NHB, a housing sector regulator and financier, wholly owned by the Reserve Bank of India, is offering the best of both worlds. The bonds have the highest credit rating (AAA) and offer retail investors (those who invest up to Rs 10 lakh) the best rates so far on 15- and 20-year tenures.
The interest rates for retail investors on 10-, 15- and 20-year tax-free bonds stand at 8.51, 8.88 and 9.01 per cent, respectively. Interest will be paid annually.
15- and 20-year options ideal
Investors can lock into the 15- or 20-year option as the rates are among the best one can get on fixed income options now. The tax-free nature of the interest income beats the returns offered by the closest competitor, a 10-year bank fixed deposit. The 9 per cent return offered on most such fixed deposits currently, diminishes to 8.35, 7.39 and 6.43 per cent for those in the 10, 20 and 30 per cent tax brackets, respectively (considering quarterly compounding and interest payout option).
Besides, yields on 10-year Government securities, to which the interest rates on tax-free bonds are linked, have crossed the 9 per cent mark only thrice in the last decade. While there could be another rate hike in January, the pause in the December policy meet indicates that the RBI is also taking the slowing economic growth into consideration in its policy rate decisions. So, a rate hike may not be a matter of course.
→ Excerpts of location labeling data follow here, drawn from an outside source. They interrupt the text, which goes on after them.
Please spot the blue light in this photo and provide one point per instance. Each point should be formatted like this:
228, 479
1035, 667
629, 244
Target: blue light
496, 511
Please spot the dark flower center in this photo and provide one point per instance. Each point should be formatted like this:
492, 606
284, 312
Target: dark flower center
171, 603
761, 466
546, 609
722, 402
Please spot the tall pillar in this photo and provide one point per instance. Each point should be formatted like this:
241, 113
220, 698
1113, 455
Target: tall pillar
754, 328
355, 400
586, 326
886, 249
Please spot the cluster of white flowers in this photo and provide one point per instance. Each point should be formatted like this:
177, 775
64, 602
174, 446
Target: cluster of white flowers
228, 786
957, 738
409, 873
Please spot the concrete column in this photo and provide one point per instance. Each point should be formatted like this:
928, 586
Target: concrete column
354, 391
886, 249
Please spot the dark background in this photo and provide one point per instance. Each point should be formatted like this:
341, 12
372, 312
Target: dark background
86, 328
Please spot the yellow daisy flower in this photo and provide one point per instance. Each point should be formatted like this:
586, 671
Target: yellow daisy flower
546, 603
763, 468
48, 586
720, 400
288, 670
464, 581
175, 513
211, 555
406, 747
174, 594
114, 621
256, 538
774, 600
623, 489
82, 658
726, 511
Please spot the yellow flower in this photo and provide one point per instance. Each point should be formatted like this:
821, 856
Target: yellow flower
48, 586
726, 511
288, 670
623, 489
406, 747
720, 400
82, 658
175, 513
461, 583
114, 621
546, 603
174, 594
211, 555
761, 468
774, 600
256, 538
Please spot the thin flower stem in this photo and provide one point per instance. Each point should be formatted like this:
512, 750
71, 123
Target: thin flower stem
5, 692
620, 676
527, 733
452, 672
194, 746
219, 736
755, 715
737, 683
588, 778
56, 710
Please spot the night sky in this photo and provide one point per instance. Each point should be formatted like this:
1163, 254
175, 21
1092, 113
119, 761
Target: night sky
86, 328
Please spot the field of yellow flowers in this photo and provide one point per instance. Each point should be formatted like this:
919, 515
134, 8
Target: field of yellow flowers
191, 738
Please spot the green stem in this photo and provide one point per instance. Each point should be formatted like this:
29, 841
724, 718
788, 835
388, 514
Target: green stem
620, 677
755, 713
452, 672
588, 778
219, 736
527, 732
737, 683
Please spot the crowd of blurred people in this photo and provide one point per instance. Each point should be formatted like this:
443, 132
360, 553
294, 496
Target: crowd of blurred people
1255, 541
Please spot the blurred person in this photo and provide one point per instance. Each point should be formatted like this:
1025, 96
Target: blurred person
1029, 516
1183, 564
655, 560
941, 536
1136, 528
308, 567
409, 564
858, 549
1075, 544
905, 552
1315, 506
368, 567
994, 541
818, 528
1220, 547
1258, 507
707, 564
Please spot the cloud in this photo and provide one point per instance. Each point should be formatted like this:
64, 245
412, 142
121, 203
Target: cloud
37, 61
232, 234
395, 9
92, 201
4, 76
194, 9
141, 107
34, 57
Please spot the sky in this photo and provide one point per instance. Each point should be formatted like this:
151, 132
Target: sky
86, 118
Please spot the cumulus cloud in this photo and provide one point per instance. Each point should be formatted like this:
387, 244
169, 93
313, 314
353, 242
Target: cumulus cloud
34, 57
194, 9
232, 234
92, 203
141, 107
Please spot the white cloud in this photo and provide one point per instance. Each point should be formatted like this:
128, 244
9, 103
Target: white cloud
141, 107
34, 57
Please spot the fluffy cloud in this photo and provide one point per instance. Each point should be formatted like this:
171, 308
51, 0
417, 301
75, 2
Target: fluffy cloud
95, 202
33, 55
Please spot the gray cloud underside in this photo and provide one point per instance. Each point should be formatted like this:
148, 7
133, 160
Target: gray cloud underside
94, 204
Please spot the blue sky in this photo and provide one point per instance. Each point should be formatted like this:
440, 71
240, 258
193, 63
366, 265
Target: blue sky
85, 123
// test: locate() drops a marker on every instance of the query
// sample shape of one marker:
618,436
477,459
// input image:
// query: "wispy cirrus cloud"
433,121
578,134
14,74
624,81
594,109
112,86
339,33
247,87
Also, with the market already factoring in an expected hike in January, the returns being offered by NHB may not be replicated in future issues. For example, similar ‘AAA’ rated tax-free bonds from the Indian Railway Finance Corporation, opening on January 6, offer slightly lower rates than NHB.
Timing the peak of the rate cycle is no easy task, and the returns on the NHB bonds seem to be as close to the peak as they can get.
HUDCO, whose tax-free bond issue is also open now, offers the same 9.01 per cent on the 20-year option. But the company’s bonds are rated ‘AA’, a notch lower than NHB’s bonds, making the latter a better choice.
Before investing in the NHB bonds, keep aside money for your public provident fund (PPF), a better investment option which not only gives tax-free returns (8.7 per cent currently) but also tax deduction on investment up to Rs 1 lakh a year. It is a good idea to re-invest the annual interest you get on the tax-free bonds in your PPF. This will help you build a good tax-free corpus for long-term goals.